Now that #149310 has restricted lifetime intrinsics to only work on
allocas, we can also drop the explicit size argument. Instead, the size
is implied by the alloca.
This removes the ability to only mark a prefix of an alloca alive/dead.
We never used that capability, so we should remove the need to handle
that possibility everywhere (though many key places, including stack
coloring, did not actually respect this).

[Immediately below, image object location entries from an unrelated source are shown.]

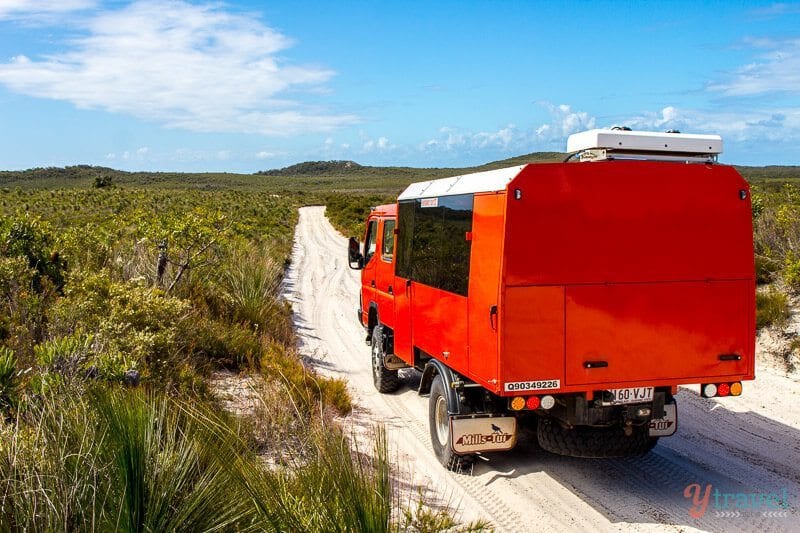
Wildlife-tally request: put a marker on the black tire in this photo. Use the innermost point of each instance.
(385, 380)
(597, 442)
(439, 421)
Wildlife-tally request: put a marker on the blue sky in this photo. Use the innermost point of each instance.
(243, 86)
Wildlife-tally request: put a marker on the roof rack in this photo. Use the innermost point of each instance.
(619, 143)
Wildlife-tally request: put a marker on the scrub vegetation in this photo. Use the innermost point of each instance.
(776, 225)
(121, 292)
(116, 304)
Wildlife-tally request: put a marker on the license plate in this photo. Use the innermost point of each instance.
(631, 395)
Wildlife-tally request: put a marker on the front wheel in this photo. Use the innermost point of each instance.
(439, 419)
(385, 380)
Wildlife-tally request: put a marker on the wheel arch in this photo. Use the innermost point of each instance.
(434, 368)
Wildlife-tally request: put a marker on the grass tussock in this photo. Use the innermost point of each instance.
(772, 308)
(116, 459)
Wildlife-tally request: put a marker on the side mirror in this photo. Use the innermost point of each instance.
(354, 258)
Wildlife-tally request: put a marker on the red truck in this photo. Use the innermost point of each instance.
(573, 296)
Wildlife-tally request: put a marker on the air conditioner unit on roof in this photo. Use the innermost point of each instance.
(626, 144)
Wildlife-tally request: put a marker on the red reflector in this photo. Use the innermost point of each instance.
(532, 403)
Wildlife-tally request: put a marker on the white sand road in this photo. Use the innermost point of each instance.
(748, 445)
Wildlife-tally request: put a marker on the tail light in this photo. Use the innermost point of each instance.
(518, 403)
(532, 403)
(548, 402)
(709, 390)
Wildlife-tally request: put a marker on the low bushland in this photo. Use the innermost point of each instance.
(115, 306)
(347, 212)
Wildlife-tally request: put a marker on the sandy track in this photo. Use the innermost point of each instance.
(748, 445)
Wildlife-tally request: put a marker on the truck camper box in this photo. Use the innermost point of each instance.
(582, 292)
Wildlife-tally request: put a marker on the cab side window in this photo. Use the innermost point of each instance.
(387, 248)
(371, 242)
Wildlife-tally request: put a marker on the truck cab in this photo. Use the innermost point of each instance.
(575, 296)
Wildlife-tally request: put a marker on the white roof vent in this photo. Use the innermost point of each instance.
(618, 143)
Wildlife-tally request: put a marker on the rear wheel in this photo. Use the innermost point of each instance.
(439, 419)
(385, 380)
(588, 441)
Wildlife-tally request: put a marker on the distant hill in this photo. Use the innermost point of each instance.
(314, 167)
(309, 176)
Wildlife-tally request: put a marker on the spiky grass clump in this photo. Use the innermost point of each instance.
(113, 459)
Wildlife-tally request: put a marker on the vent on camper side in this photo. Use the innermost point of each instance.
(618, 143)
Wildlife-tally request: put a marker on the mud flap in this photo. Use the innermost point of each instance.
(482, 433)
(665, 427)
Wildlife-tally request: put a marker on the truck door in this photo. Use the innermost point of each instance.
(368, 274)
(384, 273)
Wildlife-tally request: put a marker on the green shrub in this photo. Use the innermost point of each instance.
(31, 238)
(766, 269)
(772, 308)
(8, 379)
(791, 272)
(348, 212)
(133, 327)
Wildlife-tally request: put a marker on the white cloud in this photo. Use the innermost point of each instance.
(37, 9)
(514, 140)
(776, 70)
(379, 144)
(564, 122)
(780, 126)
(195, 67)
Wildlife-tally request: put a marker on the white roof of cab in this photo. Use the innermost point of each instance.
(489, 181)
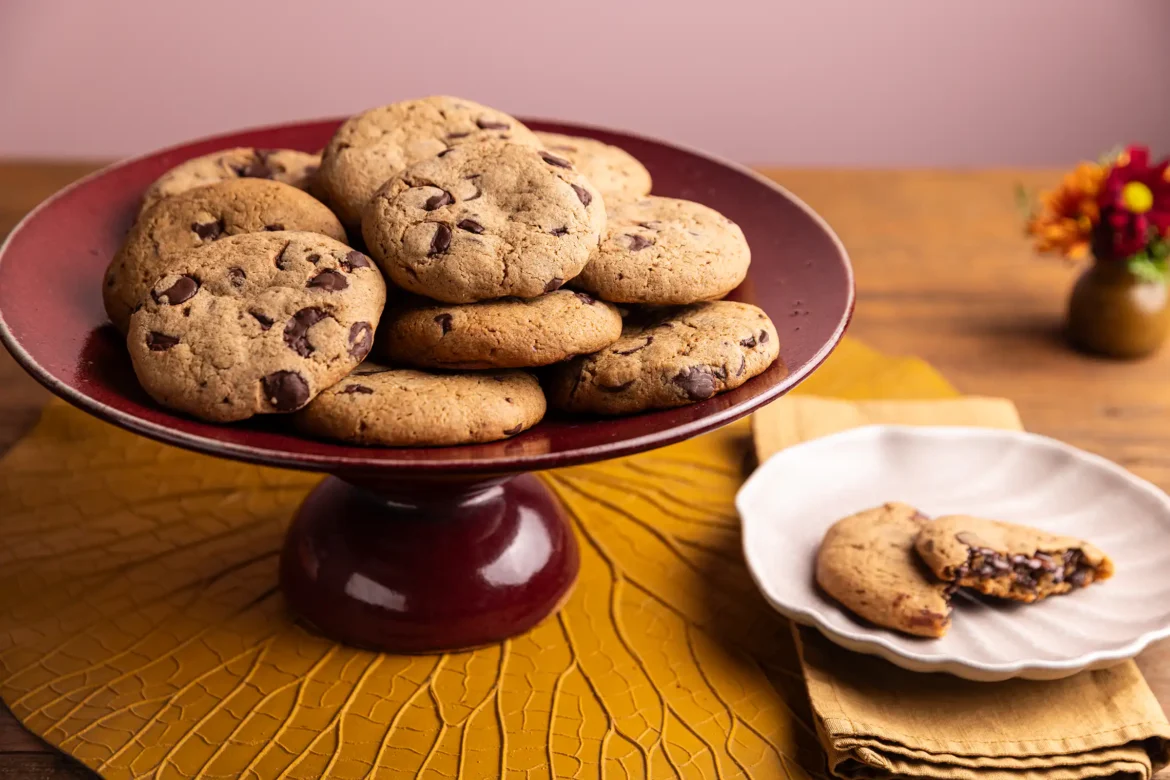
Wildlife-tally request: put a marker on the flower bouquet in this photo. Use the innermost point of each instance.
(1117, 211)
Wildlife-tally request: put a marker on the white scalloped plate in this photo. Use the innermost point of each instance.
(790, 502)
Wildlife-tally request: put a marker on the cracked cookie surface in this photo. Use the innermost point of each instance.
(504, 333)
(678, 357)
(286, 165)
(199, 218)
(666, 252)
(867, 563)
(1009, 560)
(255, 324)
(374, 145)
(403, 407)
(613, 171)
(484, 221)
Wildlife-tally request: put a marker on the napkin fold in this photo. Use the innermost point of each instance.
(878, 720)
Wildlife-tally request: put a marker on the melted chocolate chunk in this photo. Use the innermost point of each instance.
(329, 280)
(287, 391)
(441, 240)
(183, 290)
(158, 342)
(697, 381)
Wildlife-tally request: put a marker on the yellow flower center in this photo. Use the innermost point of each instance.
(1137, 198)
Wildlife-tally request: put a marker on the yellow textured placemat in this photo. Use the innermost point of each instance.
(140, 629)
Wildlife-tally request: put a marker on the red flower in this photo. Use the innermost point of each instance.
(1135, 201)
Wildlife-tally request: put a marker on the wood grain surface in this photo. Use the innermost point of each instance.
(943, 274)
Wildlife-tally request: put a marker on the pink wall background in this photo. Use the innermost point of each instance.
(804, 82)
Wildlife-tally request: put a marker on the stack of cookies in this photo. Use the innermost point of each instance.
(486, 270)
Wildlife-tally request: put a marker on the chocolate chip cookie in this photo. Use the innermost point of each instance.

lifetime.start and lifetime.end are primarily intended for use on
allocas, to enable stack coloring and other liveness optimizations. This
is necessary because all (static) allocas are hoisted into the entry
block, so lifetime markers are the only way to convey the actual
lifetimes.
However, lifetime.start and lifetime.end are currently *allowed* to be
used on non-alloca pointers. We don't actually do this in practice, but
just the mere fact that this is possible breaks the core purpose of the
lifetime markers, which is stack coloring of allocas. Stack coloring can
only work correctly if all lifetime markers for an alloca are
analyzable.
* If a lifetime marker may operate on multiple allocas via a select/phi,
we don't know which lifetime actually starts/ends and handle it
incorrectly (https://github.com/llvm/llvm-project/issues/104776).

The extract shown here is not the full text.